Scripture: Psalm 2:1-12
There is a debate among Old Testament scholars as to whether Psalm 2 can be considered messianic. That is, does it speak specifically of Jesus Christ? This is a complicated question which we will deal with again in our expositions of other psalms. But I say at the outset that if any psalm can rightly be regarded as messianic, it is this one. Psalm 2 speaks of the rebellion of the world’s rulers against God’s Anointed–the actual word is “Messiah”1–and of the Father’s decree to give his Son dominion over them.
This determination, plus the psalm’s ready application to the hostile circumstances of their day, made the second psalm the one most quoted by the writers of the New Testament. In the most extensive reference, the first two verses were cited by the believers in a thanksgiving prayer following the release of Peter and John by the Sanhedrin: “Sovereign Lord…you made the heaven and the earth and the sea, and everything in them. You spoke by the Holy Spirit through the mouth of your servant, our father David: “Why do the nations rage and the peoples plot in vain? The kings of the earth take their stand and the rulers gather together against the Lord and against his Anointed One.” In the next verses these early Christians applied this prophesied rebellion to the conspiracy of “Herod and Pontius Pilate…with the Gentiles and the people of Israel…against…Jesus” (Acts 4:25-27).
The author of Hebrews applied verse 7 to Jesus twice, saying, “For to which of the angels did God ever say, ‘You are my Son; today I have become your Father'” (Heb. 1:5)? And again, “So Christ also did not take upon himself the glory of becoming a high priest. But God said to him, “You are my Son; today I have become your Father” (Heb. 5:5). Psalm 2 is also referred to frequently in Revelation (for example, Rev. 1:5; Rev. 2:27; Rev. 12:5, and other less specific references). Augustine called Jesus iste cantator psalmorum (“himself, the singer of the psalms”). That is explicitly true of Psalm 2, since this psalm is not only about Jesus, but he himself speaks in it.
The specifically messianic psalms are not numerous. They include Psalms 22, 45, 72, 110 and some others. But among even this relatively small number, Psalm 2 stands out dramatically. That is probably why it has been placed where it is, as the second introductory psalm to the Psalter. There is some evidence both in Jewish and Christian traditions that Psalm 2 was at one time joined to Psalm 1, both psalms together being considered the first psalm.”2
This throws light on how Psalm 2 should be taken. For if: 1) the psalm is messianic, and 2) it was originally linked with Psalm 1, then the doctrine of the two ways introduced in Psalm 1 is here carried forward but at a higher pitch. On the one hand, the way of sinners in Psalm 1 now becomes a cosmic revolt of the nations against God and God’s Anointed. It becomes an unfolding of the wrong path and its consequences. On the other hand, the righteous man of the opening psalm is now explicitly seen to be God’s Son, the Lord Jesus Christ, which I suggested at the close of the earlier study on Psalm 1. It is only by taking refuge in Jesus that the judgment awaiting the wicked can be avoided by them.

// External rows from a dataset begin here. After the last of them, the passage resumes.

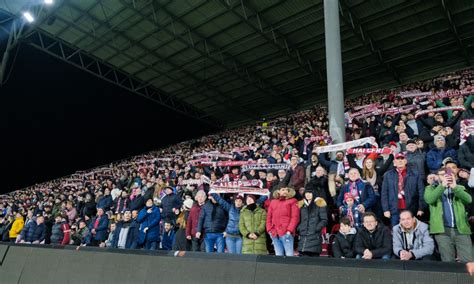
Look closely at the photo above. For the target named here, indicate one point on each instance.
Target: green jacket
(461, 198)
(253, 222)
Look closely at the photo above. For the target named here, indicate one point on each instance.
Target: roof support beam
(359, 31)
(288, 49)
(219, 96)
(232, 66)
(454, 30)
(92, 65)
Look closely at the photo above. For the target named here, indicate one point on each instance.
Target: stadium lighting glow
(28, 17)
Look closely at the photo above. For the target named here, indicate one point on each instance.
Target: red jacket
(283, 215)
(193, 219)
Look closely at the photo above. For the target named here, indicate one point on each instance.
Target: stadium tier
(399, 187)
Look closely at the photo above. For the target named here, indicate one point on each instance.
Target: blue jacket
(168, 239)
(105, 202)
(152, 221)
(366, 195)
(168, 202)
(33, 232)
(413, 188)
(132, 235)
(234, 213)
(101, 230)
(213, 218)
(435, 157)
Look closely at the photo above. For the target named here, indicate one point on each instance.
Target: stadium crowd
(400, 187)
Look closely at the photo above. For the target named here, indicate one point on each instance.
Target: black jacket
(379, 242)
(312, 220)
(343, 245)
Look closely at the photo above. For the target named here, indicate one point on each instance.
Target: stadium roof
(230, 62)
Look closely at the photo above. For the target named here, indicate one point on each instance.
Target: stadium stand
(272, 188)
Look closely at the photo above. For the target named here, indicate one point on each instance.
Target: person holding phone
(448, 219)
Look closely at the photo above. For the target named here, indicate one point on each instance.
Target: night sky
(56, 119)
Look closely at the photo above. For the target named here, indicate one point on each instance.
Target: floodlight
(28, 17)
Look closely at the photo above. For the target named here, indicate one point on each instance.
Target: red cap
(400, 155)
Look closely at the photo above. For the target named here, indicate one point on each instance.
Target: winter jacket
(131, 241)
(283, 214)
(416, 162)
(366, 194)
(253, 222)
(319, 187)
(193, 219)
(150, 221)
(60, 234)
(212, 218)
(313, 218)
(297, 177)
(33, 232)
(101, 230)
(435, 157)
(105, 202)
(234, 215)
(379, 242)
(423, 244)
(168, 239)
(17, 227)
(466, 153)
(412, 186)
(433, 196)
(343, 245)
(168, 203)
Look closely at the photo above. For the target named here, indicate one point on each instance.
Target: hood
(291, 193)
(470, 141)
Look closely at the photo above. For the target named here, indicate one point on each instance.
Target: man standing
(373, 241)
(213, 220)
(411, 238)
(402, 189)
(149, 219)
(448, 219)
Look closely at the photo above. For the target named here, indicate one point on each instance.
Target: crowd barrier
(50, 264)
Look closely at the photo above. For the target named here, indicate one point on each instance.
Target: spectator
(411, 238)
(466, 153)
(313, 218)
(373, 241)
(197, 243)
(351, 211)
(168, 236)
(149, 219)
(61, 233)
(81, 236)
(212, 220)
(171, 204)
(233, 239)
(34, 231)
(282, 220)
(252, 227)
(17, 227)
(126, 233)
(110, 239)
(402, 188)
(435, 156)
(448, 220)
(362, 192)
(343, 246)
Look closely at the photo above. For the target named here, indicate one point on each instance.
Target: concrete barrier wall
(28, 264)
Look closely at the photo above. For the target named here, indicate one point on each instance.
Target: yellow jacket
(17, 227)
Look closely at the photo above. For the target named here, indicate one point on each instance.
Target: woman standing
(313, 218)
(252, 227)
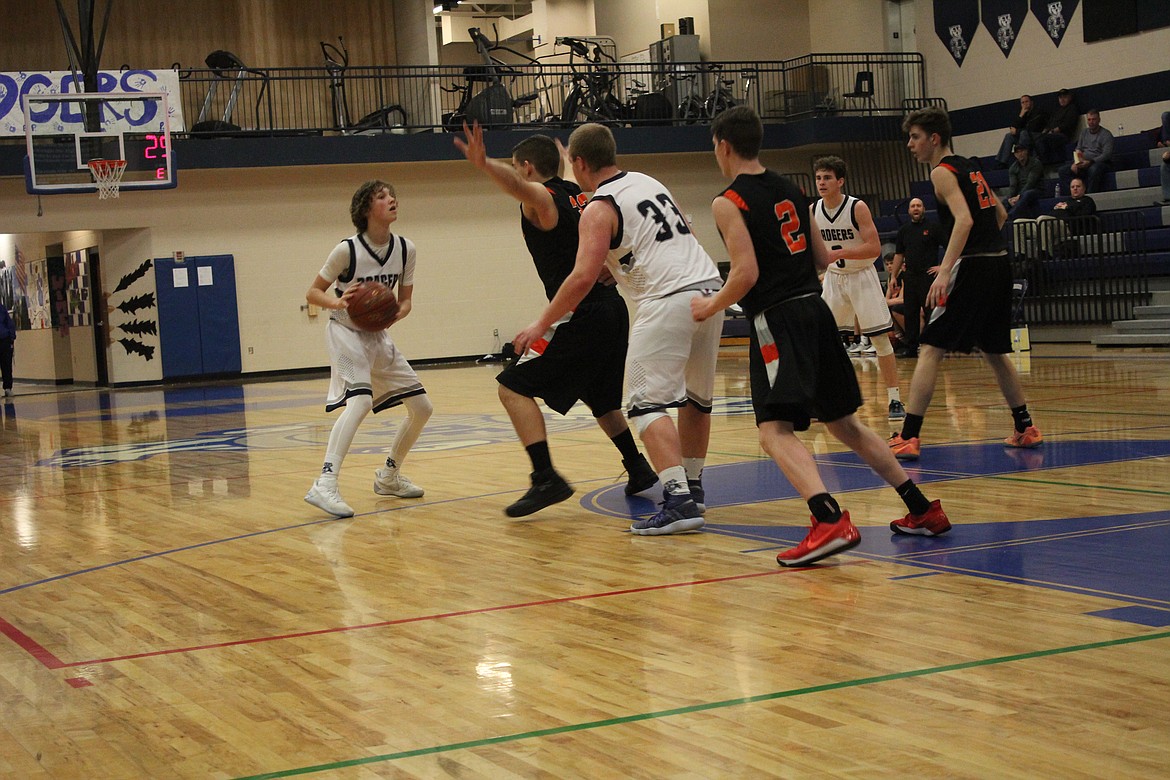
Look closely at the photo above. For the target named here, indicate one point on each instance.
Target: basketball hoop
(108, 175)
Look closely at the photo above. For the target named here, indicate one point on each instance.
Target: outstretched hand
(473, 149)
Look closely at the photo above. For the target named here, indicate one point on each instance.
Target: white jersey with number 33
(654, 253)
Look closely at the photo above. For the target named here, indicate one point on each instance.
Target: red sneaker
(904, 449)
(1030, 439)
(930, 523)
(824, 539)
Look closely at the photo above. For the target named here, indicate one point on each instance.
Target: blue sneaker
(680, 518)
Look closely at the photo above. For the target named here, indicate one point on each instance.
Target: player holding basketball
(670, 363)
(582, 354)
(367, 371)
(852, 289)
(972, 291)
(797, 366)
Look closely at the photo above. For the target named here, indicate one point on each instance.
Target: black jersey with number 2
(555, 252)
(985, 237)
(777, 216)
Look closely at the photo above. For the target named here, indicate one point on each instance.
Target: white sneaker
(387, 482)
(324, 496)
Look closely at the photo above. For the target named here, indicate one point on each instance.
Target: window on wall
(1108, 19)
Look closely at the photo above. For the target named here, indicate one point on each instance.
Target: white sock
(694, 467)
(344, 429)
(679, 475)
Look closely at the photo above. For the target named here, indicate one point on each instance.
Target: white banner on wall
(13, 85)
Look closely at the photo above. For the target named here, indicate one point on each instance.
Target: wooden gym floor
(170, 607)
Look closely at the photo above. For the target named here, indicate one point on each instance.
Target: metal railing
(1085, 270)
(426, 98)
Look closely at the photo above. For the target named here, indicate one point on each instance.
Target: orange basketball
(373, 306)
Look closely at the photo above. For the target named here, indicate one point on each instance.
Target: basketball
(372, 308)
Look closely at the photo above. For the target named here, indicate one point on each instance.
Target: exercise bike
(389, 118)
(590, 97)
(491, 104)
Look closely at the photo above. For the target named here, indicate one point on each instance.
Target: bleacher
(1134, 230)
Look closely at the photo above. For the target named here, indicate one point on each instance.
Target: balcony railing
(373, 99)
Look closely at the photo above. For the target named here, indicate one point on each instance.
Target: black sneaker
(548, 488)
(641, 475)
(697, 495)
(680, 518)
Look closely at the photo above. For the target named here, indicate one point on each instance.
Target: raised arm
(535, 198)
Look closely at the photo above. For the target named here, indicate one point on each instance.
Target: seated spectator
(915, 267)
(1060, 130)
(896, 304)
(1024, 184)
(1093, 154)
(1165, 178)
(1069, 218)
(1027, 125)
(1162, 135)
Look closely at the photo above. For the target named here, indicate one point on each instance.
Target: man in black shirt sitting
(916, 257)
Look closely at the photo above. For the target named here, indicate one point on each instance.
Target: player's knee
(644, 421)
(419, 407)
(882, 345)
(360, 405)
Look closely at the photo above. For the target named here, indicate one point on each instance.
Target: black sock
(824, 508)
(625, 444)
(913, 497)
(538, 453)
(1021, 418)
(912, 426)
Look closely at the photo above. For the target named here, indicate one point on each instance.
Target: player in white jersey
(634, 227)
(367, 371)
(851, 285)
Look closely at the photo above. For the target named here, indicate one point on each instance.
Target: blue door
(198, 324)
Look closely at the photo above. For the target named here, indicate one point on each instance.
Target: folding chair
(862, 89)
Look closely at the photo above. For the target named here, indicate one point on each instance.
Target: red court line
(31, 646)
(52, 662)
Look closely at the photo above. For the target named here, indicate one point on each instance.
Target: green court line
(711, 705)
(1079, 484)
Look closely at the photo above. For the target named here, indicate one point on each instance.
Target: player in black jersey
(583, 356)
(798, 367)
(972, 292)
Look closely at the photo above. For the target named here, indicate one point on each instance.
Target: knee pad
(642, 421)
(881, 344)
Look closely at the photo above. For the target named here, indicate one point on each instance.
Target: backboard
(64, 132)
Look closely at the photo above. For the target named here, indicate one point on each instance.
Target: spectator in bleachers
(1067, 220)
(1024, 184)
(1092, 157)
(1027, 125)
(1060, 130)
(1165, 180)
(915, 264)
(1163, 133)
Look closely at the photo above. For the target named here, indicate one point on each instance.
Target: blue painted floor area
(1114, 556)
(761, 481)
(1121, 557)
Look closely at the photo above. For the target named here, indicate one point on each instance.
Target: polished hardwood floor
(170, 607)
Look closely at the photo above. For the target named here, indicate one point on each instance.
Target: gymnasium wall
(474, 273)
(991, 84)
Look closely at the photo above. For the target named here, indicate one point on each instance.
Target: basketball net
(108, 175)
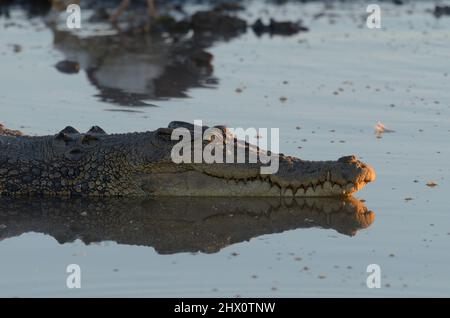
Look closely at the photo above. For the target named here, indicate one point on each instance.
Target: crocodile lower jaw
(192, 183)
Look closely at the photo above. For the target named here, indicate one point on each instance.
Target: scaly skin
(140, 164)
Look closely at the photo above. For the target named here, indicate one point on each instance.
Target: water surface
(338, 81)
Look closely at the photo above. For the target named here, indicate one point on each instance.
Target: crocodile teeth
(349, 187)
(310, 192)
(300, 192)
(337, 189)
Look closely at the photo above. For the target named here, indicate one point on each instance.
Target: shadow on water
(128, 69)
(177, 225)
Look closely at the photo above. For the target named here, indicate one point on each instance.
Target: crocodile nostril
(371, 175)
(348, 159)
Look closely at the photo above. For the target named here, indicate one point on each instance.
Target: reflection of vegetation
(175, 225)
(31, 7)
(129, 69)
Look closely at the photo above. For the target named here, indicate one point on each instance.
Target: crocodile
(95, 163)
(177, 225)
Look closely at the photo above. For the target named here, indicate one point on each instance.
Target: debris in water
(380, 129)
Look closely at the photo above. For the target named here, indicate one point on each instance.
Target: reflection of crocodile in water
(129, 69)
(177, 225)
(141, 164)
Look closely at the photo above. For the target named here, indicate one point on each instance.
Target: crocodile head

Why is Psalm 2 the most quoted in the New Testament?
Look up the other messianic psalms. What do they teach us about the Messiah, and how did Jesus fulfill their teaching?
Review the doctrine of the two ways taught in Psalm l. How is that expanded in Psalm 2?
1Meshiach is Hebrew for “anointed” or “anointed one.” The Greek word is christos.
2 See Peter C. Craigie, Word Biblical Commentary, vol. 19, Psalms 1-50 (Waco, TX: Word, 1983), pp. 59-60.